Trump team says Energy Department questionnaire "was not authorized"
President-elect Donald Trump’s transition team said a controversial Energy Department questionnaire, which asked for the names of employees involved in the agency’s climate change efforts, “was not authorized.”
The statement from the transition team further said the person responsible had been “counseled.”
Environmentalists were outraged last week by the questionnaire the Trump transition team sent to the Energy Department that asked for a list of staffers who worked on climate change -- a request the administration refused out of concern it could be used to try to purge climate-change believers.
“We will be forthcoming with all publicly-available information with the transition team,” spokesperson Eben Burnham-Snyder said in a statement Tuesday. But, “[w]e will not be providing any individual names to the transition team.”
On Tuesday, the White House backed up the Energy Department’s position.

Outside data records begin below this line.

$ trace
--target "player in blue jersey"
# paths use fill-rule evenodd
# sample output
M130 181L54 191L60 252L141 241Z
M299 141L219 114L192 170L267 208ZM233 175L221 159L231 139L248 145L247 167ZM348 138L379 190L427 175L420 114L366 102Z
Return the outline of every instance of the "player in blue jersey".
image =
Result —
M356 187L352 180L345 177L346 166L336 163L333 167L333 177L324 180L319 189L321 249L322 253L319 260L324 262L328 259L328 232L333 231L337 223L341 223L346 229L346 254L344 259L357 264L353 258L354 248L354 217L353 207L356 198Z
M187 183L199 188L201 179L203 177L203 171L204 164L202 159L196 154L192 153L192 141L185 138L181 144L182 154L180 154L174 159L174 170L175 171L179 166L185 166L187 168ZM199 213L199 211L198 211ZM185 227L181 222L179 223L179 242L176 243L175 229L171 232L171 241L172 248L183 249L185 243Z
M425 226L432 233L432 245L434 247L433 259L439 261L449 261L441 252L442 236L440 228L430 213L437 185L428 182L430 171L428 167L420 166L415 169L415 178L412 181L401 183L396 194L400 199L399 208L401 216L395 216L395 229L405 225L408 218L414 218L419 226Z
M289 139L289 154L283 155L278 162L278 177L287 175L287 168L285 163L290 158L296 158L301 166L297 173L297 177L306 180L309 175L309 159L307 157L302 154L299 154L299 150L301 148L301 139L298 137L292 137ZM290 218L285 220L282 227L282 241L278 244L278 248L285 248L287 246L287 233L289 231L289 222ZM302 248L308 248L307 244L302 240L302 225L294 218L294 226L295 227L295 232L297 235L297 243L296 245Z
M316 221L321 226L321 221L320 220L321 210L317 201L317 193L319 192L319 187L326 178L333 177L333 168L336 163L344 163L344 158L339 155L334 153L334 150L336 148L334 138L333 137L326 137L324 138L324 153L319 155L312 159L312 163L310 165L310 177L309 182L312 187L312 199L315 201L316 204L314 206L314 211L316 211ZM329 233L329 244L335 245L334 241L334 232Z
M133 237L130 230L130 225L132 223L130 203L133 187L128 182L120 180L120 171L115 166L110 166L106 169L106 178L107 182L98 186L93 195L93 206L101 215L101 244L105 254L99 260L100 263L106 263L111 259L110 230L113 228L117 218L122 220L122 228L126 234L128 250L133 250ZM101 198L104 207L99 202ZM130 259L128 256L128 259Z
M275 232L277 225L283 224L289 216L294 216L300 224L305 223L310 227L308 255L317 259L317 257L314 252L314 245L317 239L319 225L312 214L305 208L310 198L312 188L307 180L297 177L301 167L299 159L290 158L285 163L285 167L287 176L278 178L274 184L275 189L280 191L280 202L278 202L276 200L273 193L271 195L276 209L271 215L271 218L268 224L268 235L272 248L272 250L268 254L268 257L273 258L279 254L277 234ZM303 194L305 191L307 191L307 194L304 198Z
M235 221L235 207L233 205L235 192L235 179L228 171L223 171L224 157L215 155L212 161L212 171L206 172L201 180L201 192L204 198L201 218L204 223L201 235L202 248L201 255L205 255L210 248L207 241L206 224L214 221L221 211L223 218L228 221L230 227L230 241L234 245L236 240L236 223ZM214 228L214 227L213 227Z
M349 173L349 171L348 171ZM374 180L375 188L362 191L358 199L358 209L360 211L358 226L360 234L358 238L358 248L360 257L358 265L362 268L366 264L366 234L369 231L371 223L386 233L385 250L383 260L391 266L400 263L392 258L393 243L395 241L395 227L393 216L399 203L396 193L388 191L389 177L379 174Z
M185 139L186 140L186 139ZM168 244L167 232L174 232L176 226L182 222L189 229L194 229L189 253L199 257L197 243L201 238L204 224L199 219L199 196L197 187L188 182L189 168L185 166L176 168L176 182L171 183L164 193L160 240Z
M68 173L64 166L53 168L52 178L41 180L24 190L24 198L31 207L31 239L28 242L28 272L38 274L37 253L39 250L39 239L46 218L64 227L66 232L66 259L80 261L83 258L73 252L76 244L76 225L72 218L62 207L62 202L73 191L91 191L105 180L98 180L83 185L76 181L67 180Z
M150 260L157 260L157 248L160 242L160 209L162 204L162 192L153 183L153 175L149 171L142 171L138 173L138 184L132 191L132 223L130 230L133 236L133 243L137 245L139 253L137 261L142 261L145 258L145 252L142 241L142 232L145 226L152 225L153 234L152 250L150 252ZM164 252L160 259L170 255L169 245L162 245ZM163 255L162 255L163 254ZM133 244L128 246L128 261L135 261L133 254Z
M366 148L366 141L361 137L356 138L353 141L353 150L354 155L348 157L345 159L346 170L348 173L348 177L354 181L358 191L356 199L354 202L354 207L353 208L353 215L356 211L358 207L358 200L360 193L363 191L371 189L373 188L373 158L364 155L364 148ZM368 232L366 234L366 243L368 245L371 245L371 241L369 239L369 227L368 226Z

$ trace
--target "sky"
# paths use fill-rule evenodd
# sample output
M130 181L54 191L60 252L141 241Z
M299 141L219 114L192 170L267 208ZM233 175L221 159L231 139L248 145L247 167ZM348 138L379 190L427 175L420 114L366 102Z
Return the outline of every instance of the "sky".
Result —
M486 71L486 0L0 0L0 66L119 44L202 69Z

“Our principle -- this is a principle that presidents of both parties have long abided by -- is that we should observe the protections that are in place that ensure that career civil servants are evaluated based on merit and not on politics,” White House Press Secretary Josh Earnest told reporters.
“I’m sure the President-elect used the same kind of criteria when choosing his new Department of Energy secretary as well,” Earnest added.
The questionnaire, obtained by CBS News on Friday, asked questions including, “Which programs within [the Department of Energy] are essential to meeting the goals of President Obama’s Climate Action Plan?” Another one asked recipients, “Can you provide a list of all Department of Energy employees or contractors who have attended any Interagency Working Group on the Social cost of Carbon meetings?”